The Chicago-based American Medical Association and some 150 medical groups have sent a letter to Centers for Medicare and Medicaid Services (CMS) Administrator Seema Verma showing support for the federal agency’s recent proposals around Evaluation and Management (E&M) coding reform.
Earlier this summer, CMS proposed changes that the agency said will “fundamentally improve the nation’s healthcare system and help restore the doctor-patient relationship by empowering clinicians to use their electronic health records (EHRs) to document clinically meaningful information.”
As part of the July announcement, officials from CMS and the Office of the National Coordinator for Health Information Technology (ONC) said they have heard from stakeholders that CMS’ extensive documentation requirements for E&M codes have resulted in unintended consequences.
To meet these documentation requirements, providers have to create medical records that are a collection of predefined templates and boilerplate text for billing purposes, in many cases reflecting very little about the patients’ actual medical care or story, according to federal officials.
As such, new provisions in the proposed CY 2019 Physician Fee Scheduleؙ from CMS would help to “free” EHRs, officials said. And if the proposals were to get finalized, clinicians would save an estimated 51 hours per year if 40 percent of their patients are in Medicare, CMS predicted.
Now, plenty of physician groups are showing strong support for the proposals. They wrote in the letter, dated Aug. 27, “The proposals included in the 2019 Medicare physician payment rule demonstrate that you listened to our members’ concerns about the significant administrative burdens due to the documentation requirements associated with E&M services. We are grateful for your efforts to simplify these requirements and reduce their associated red tape.”
They continued, “Excessive E/M documentation requirements do not just take time away from patient care; they also make it more difficult to locate medical information in patients’ records that is necessary to provide high quality care. Physicians and other healthcare professionals are extremely frustrated by ‘note bloat,’ with pages and pages of redundant information that makes it difficult to quickly find important information about the patient’s present illness or most recent test results.”
The groups added that many of the documentation policy changes included in the proposed rule “would go a long way toward alleviating this problem and the undersigned organizations urge immediate adoption.” These changes include:
- Changing the required documentation of the patient’s history to focus only on the interval history since the previous visit;
- Eliminating the requirement for physicians to re-document information that has already been documented in the patient’s record by practice staff or by the patient; and
- Removing the need to justify providing a home visit instead of an office visit.
The physician groups who signed the letter did write that they do oppose CMS’ proposal to collapse payment rates for eight office visit services for new and established patients down to two each, as they believe that there are a number of unanswered questions and potential unintended consequences that would result from the coding policies in the proposed rule.
They wrote, “We oppose the implementation of this proposal because it could hurt physicians and other healthcare professionals in specialties that treat the sickest patients, as well as those who provide comprehensive primary care, ultimately jeopardizing patients’ access to care. We also urge that the new multiple service payment reduction policy in the proposed rule not be adopted as the issue of multiple services on the same day of service was factored into prior valuations of the affected codes. The proposal also has significant impact on certain services, such as chemotherapy administration, that may be an unintended consequence of altering the current practice expense methodology to accommodate the proposal.”
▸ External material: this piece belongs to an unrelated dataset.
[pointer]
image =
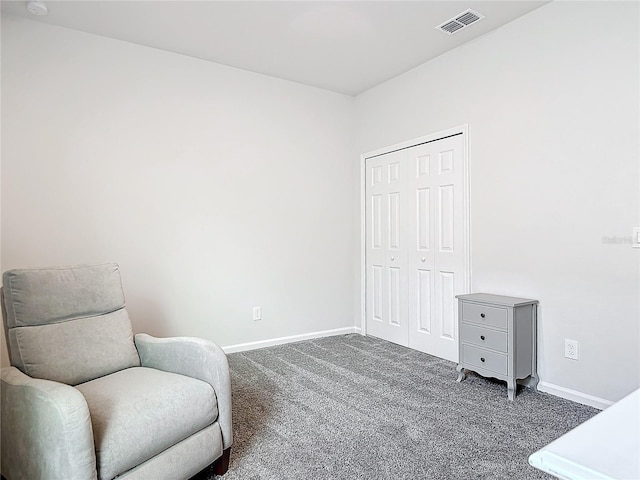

It should be noted than array of other groups, largely specialty associations and alliances, also wrote a letter to CMS on these proposals, specifically opposing this change. Similar to the above-mentioned medical groups, they noted that the proposals to consolidate the billing codes for physician evaluation and management so as to pay the same amount for office visits regardless of the complexity of the patient “would cut payments for visits that are currently reimbursed at higher levels than simple or routine office visits, penalizing doctors who treat sicker patients or patients with multiple conditions.”
The medical group organizations also said they support the American Medical Association’s creation of a workgroup of physicians and other health professionals with deep expertise in defining and valuing codes, and who also use the office visit codes to describe and bill for services provided to Medicare patients. The charge to this workgroup is to analyze the E/M coding and payment issues in order to arrive at concrete solutions that can be provided to CMS in time for implementation in the 2020 Medicare Physician Fee Schedule, they wrote.